Une femme du Dorset, en Angleterre, a frôlé la mort après une fausse couche suivie de complications liées à des restes de tissus fœtaux non détectés, mettant en lumière les risques potentiels d’un suivi médical insuffisant après une interruption de grossesse.
Frances Tatum, 40 ans, a subi une fausse couche inattendue douze semaines après avoir découvert qu’elle attendait son deuxième enfant. En janvier 2023, elle s’était évanouie, entraînant des fractures de côtes et des luxations aux deux pieds. Malgré des examens à l’hôpital pour ses fractures, aucune échographie n’a été réalisée pour vérifier l’état du fœtus. Quelques jours plus tard, des saignements ont commencé, et les médecins lui ont annoncé que le bébé n’avait plus de battements cardiaques.
Le 13 février, Frances a subi un curetage pour retirer les tissus fœtaux. Cependant, après l’intervention, il n’y a eu aucune confirmation par échographie que l’utérus était complètement vidé. Neuf semaines plus tard, elle a expulsé des fragments de tissu qui lui ont semblé être des parties d’un crâne fœtal.
Des examens ultérieurs ont révélé qu’une infection s’était développée en raison de la présence de tissus fœtaux résiduels dans l’utérus. Elle était au bord de la septicémie, une complication potentiellement mortelle. « J’ai continué à me sentir mal, mais je pensais que c’était dû aux suites de l’opération initiale ou à ma maladie chronique », a-t-elle déclaré. « J’ai fait confiance au personnel médical, donc je n’ai pas demandé de nouveaux examens. » Elle a finalement dû subir une seconde intervention de curetage et a reçu une transfusion sanguine en raison de saignements abondants.

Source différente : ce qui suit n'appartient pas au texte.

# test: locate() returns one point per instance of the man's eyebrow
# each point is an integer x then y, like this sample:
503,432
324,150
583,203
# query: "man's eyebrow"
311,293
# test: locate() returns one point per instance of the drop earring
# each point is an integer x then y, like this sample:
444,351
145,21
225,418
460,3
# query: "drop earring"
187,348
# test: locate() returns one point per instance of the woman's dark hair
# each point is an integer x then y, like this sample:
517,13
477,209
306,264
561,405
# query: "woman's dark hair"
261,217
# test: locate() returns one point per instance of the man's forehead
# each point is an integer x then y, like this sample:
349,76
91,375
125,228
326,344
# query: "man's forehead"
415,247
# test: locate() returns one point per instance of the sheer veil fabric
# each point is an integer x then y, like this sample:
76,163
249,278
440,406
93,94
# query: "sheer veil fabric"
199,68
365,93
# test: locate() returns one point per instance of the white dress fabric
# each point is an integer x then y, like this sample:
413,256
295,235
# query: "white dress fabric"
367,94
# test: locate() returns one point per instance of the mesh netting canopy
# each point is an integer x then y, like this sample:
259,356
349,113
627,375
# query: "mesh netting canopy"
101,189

Frances, qui souffre du syndrome hypermobile d’Ehlers-Danlos (hEDS), une maladie génétique rare affectant le tissu conjonctif, souligne l’importance d’un suivi attentif en cas de symptômes anormaux. « Je pensais que c’était une simple fausse couche, mais cela m’a menée au bord de la mort », a-t-elle affirmé. Elle lance un appel : « Si vous ressentez des symptômes anormaux pendant la grossesse ou après une fausse couche, vous devez vous faire tester, même si vous le demandez vous-même. »

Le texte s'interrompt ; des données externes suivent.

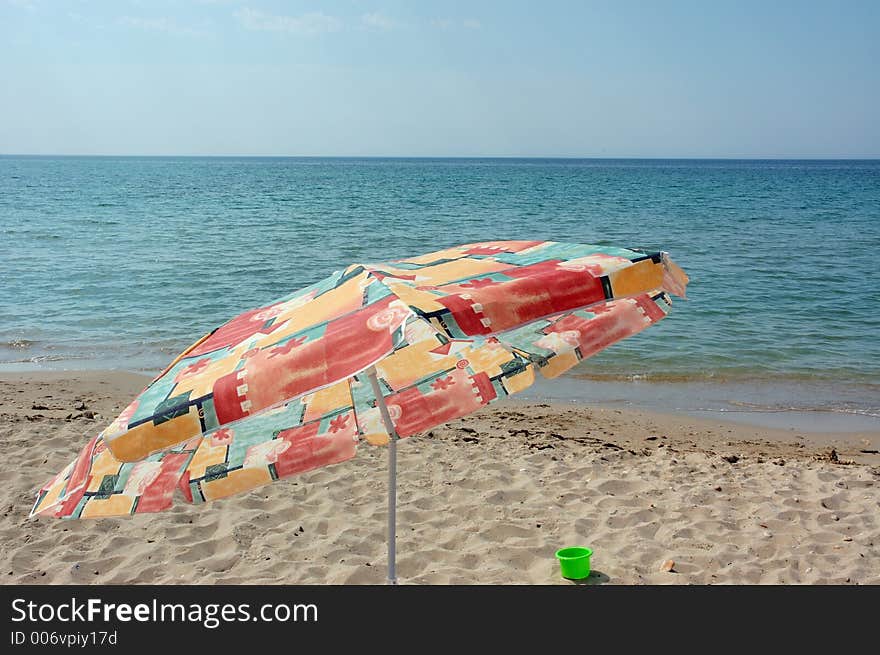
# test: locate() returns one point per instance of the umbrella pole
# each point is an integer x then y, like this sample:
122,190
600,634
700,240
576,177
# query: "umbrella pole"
392,475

L’hôpital universitaire Dorset a déclaré avoir suivi les directives nationales et qu’il examinerait la situation lors d’une réunion avec l’équipe de gestion des premières grossesses.

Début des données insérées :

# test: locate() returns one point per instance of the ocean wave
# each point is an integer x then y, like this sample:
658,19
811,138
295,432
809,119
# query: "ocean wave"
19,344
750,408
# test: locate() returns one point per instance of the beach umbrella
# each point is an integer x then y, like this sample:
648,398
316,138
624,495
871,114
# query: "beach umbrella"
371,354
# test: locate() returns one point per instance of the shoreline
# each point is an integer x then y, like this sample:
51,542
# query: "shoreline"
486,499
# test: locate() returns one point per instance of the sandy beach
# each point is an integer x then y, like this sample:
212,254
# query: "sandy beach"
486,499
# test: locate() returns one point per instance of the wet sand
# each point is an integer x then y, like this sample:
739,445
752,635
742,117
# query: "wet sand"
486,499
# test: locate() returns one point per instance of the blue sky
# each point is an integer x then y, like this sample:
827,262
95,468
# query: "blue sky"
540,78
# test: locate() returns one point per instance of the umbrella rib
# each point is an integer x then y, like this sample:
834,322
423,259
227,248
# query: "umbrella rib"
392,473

Le risque d’infection, de saignement et de septicémie est bien connu en cas de tissus résiduels après une fausse couche ou un avortement. Normalement, l’utérus se contracte pour expulser complètement les tissus, mais si des fragments persistent, ils peuvent provoquer une inflammation et, dans les cas graves, une septicémie. L’incidence de ces tissus résiduels est estimée entre 1 et 6 % après une fausse couche, et plus élevée après une interruption de grossesse chirurgicale ou médicamenteuse.
Les symptômes d’une rétention de tissus peuvent inclure des saignements continus, des pertes vaginales malodorantes, de la fièvre ou des douleurs abdominales. Si l’infection se propage, elle peut mettre la vie en danger et, si le retrait est retardé, entraîner un syndrome d’adhésion intra-utérine, augmentant le risque d’infertilité ou de fausses couches à répétition.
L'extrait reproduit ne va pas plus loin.